Interestingly enough, it’s quite “natural” for us to feel arrogant. This basically originates from the fact that we were created in the image of G-d and are therefore “destined” for greatness. The problem is that instead of directing this potential to becoming G-d-like, we direct it “to becoming G-d”. What this means is that we take the credit for our G-d-given talents, deflecting recognition and praise from G-d to ourselves.
Now there is nothing wrong with knowing one’s strengths and talents. This is not, from a Jewish perspective, considered arrogant or conceited. On the contrary, how can a person fulfill his G-d-given purpose in life without being aware of the tools G-d gave him to accomplish his mission? Rather, arrogance is attributing greatness to oneself, while humility is attributing that greatness to G-d. So there’s no contradiction between knowing how “great” one is and being humble; conversely, knowing how great you are is not necessarily being conceited.
The question is where does one take it from there? How does this affect the way one acts? And this is the deciding factor regarding our relationship not only with other people, but also with the entire world around us.

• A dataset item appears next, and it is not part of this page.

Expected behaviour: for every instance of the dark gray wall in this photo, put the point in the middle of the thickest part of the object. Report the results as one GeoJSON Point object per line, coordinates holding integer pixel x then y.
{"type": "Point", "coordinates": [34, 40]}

A person who views himself as the source of his strengths and talents will naturally expect to be lauded by others and will simultaneously lord these attributes over others for his own advantage. In contrast, one who views G-d as the source of his assets will direct his praise, and the praise of others, to G-d. And he will simultaneously share these attributes with others for their benefit. Unlike the former who uses his G-d-given talents to exploit others, he exploits his G-d-given strengths to help others.
It should be clear, then, how and why this arrogance you describe affects your relationships with others. But how can you get out of this self-perpetuating cycle of damage?
The answer lies in the very reason why you can’t find the way out. Until now you thought that the only way to correct your arrogance is to deny your greatness. But that would be denying the truth since you are truly great (and I think this is the underlying idea behind what you describe as people “expecting” you to act a certain way).
What I suggest, however, is not to deny your strengths to yourself or to others. Let everyone continue knowing just how great you are. But from now on, make the mental switch of expecting and taking no credit at all, while simultaneously subjugating and sharing your talents with others for their benefit. There is nothing more humbling than admitting your complete reliance on G-d and indenturing your G-d-given strengths in the service of others. The greatness of this humility will be recognized by others the more you selflessly serve as a conduit through which G-dliness enters the world.